Un Sopul was “unable to move or to talk, with flies and ants crawling over her face. She re­portedly had not eaten for two weeks,” according to Licadho.

Say Siphon, Ministry of Social Affairs secretary of state, declined to comment Tuesday and re­ferred questions to the director of social affairs for Phnom Penh Mu­ni­cipality, Chea San, who could not be reached for comment.

“These two centers have been part of an institutionalized program of arbitrary arrest, unlawful detention and serious abuse…. We urge the government to ensure the permanent closure of both centers and any other center, and also to ensure an immediate halt to the routine round-ups of sex workers, beggars and homeless people from the streets,” Licadho Director Naly Pilorge wrote by

e-mail Tuesday evening.

“So far, we have not received any formal response from the government to these concerns,” Pi­lorge said, though she added that she had become aware Tuesday that Koh Ko center had been closed.
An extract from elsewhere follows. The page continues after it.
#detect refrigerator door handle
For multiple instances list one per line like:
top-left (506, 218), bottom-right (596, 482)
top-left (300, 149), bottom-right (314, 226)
Re­ports of Koh Ko center being closed could not be confirmed Tuesday.

Bith Kimhong, director of the Interior Ministry’s anti-human trafficking department, said Tuesday that closing the centers was beyond his jurisdiction.

Bith Kimhong said he had reviewed Licadho’s letter and found some claims to be “unreasonable.” He declined to elaborate.

“Related to their recommendation for the immediate closure of the Social Affairs centers, it is above my power,” he said by telephone.